MaxwellBuchanan, Jun 28 2015
  

       So what are the words for "electronic" and "electrical"?   

       <later> OK, apparently "electronic" is "electric son" and "eletrical" is "electric move".   

       What worries me about the Chinese language is that character set seems to have been fixed some time ago, and is not amenable to change.
MaxwellBuchanan, Jun 28 2015
  

       I hate to say this, but Chinese is one fucked-up language.
MaxwellBuchanan, Jun 28 2015
  

       Welcome. The HB is a fantastic place to vet/hammer/refine ideas, as there are brilliant people from around the (mostly English speaking) world here.   

       Yet, for the same reason, it's a horribly mismatched place to see if those ideas will appeal to the masses, as the HB is precisely those 0.01% of the intelligence, and seekers of change & novelty.   

       Most people seek entertainment at the end of their boring work days, not challenging enlightenment.   

       So, assuming that you do create the perfect language (which, I have to say, is novel and fascinating, as I've always assumed that the universal language would lean more towards math, binary, etc). Once you get such a "perfect language", HOW could you teach people this?   

       Esp. language is best taught young, esp. before puberty. So, how can you create such language instruction to that age group?   

       Maybe create an iPad/Android game, & put your new language into the game. Kids are already addicted to those mediums, and if you, for instance, got your new language as the default UI into Minecraft, Five Nights with Freddy, Candy Crush, etc. you'd have a generation fluent in this new language.
sophocles, Jun 29 2015
  

       [MB], every word on that list also has a non-English origin.   

       My understanding is that you're saying there's an auxiliary sign language between speakers of different languages, is it not?
nineteenthly, Jun 29 2015
  

       //[MB], every word on that list also has a non-English origin. // Yes, very true. I guess my point was that English is very good at creating or adopting new words.
MaxwellBuchanan, Jun 29 2015
  

       {arrives late at the "Welcome, [deussian]" party, sheepishly clutching a cleanskin chardonnay}   

       //but instead give a clue to the pronunciation of the character by portraying something else that sounds like it//   

       Wow. So, written Chinese is like rhyming slang; a rather over-extended in-joke, kept going for centuries?   
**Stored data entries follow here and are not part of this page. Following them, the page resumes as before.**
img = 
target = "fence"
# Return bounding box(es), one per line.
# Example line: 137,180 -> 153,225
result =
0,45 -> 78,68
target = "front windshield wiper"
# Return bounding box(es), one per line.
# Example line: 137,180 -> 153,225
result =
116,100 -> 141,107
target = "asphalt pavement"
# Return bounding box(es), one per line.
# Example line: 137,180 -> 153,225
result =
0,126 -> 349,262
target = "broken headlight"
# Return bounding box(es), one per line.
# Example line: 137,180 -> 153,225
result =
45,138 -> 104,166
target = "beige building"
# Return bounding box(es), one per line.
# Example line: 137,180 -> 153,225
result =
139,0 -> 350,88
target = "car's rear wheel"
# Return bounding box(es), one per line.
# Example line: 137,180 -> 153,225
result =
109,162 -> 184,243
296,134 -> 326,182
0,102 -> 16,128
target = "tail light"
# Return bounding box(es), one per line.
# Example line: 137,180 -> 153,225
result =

       I think that, for this idea, we could simply rule that radicals are to be interpreted with a relentless, plonking literalism - no doubt infuriating to the Chinese, but a great relief to everyone else. The result would be no uglier than St Paul's Greek, or the Business English spoken by a Hungarian to a Japanese in Dubai.
pertinax, Jun 29 2015
  

       I once heard that intelligence is measured in China by how many characters you can memorize. Still seems complicated. Why not just have Native Americans spit red on their signing hand(s) against a rock somewhere?
4and20, Jun 29 2015
  

       Very clever - this idea would have the disadvantages of both languages
hippo, Jun 29 2015
  

       I'm still waiting for my augmented-reality subtitling eyeglasses!   

       Having a universal translator is so much less effort than becoming one, but I'm not worrying too much about this issue. The AIs will undoubtedly bablefish us all soon enough, granting ways of communicating that go far beyond vibrating some air and/or wildly gesticulating.   

       Once we can feel the thoughts of another, language will seem as primitive as a bee dance.